Menos de um mês depois, no dia 9 de setembro, Turnowski foi preso. Aos promotores do Gaeco, ele disse que havia perdido seu celular durante um ato de campanha no dia anterior. Era mentira: a análise das antenas de telefonia das proximidades de sua casa, na Barra da Tijuca, comprovou que o celular do então candidato estava ligado no fim da noite de 8 de setembro e conectado a uma antena vizinha à sua casa. O aparelho desapareceu.

Da Barra, Turnowski foi levado ainda na manhã do dia 9 à Corregedoria-Geral da Polícia Civil. Segundo o Ministério Público, o delegado conseguiu retardar sua transferência para o presídio Constantino Cokotós, em Niterói, enquanto aguardava o julgamento de um habeas corpus pelo Tribunal de Justiça.
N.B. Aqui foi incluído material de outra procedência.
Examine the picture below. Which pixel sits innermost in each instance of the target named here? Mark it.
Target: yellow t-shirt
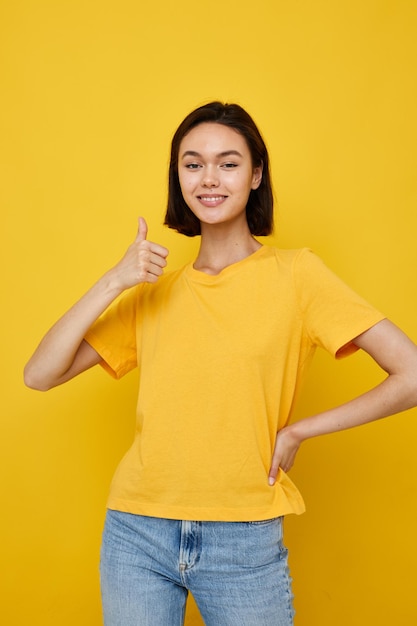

À noite, quando o habeas corpus foi negado, o delegado foi enfim levado para a cadeia. Nesse meio-tempo, enquanto ainda estava na corregedoria, o vídeo que gravara no mês anterior com ataques ao Ministério Público foi divulgado na sua conta no Instagram. Turnowski deixou a prisão em 29 de setembro, a dois dias do primeiro turno da eleição, graças a um habeas corpus concedido pelo ministro Kassio Nunes Marques, do STF. No dia da eleição, teve 18 627 votos. Não foi eleito.

Turnowski é réu em duas ações penais, acusado de associação criminosa. Em uma das denúncias, os promotores do Gaeco escreveram: “Allan Turnowski manchou de forma indelével a própria imagem e a credibilidade da instituição que liderou.” Por decisão da Justiça, está proibido de exercer cargos comissionados e de se aproximar de qualquer prédio da Polícia Civil. Mesmo assim, preserva seu poder político na corporação. Agora em setembro, atuou nas articulações que culminaram na nomeação de um aliado para a Secretaria da Polícia Civil: o delegado Felipe Curi. Os dois “gurus” continuam recebendo seus salários em dia. Hoje, Alves ganha um salário bruto de 37,5 mil reais. Turnowski, 47,5 mil.

Os dois respondem a sindicâncias administrativas na Corregedoria da Polícia Civil que podem levar à expulsão da corporação. No início do ano, Alves relacionou seu guru como sua testemunha de defesa. Mas Turnowski entrou na Justiça pedindo para não depor em favor de Alves. Alegou que, por ser alvo de procedimento semelhante, tinha o direito de não produzir provas contra si próprio. A Justiça acatou o pedido. A amizade dos “irmãos de embrião” não parece mais a mesma.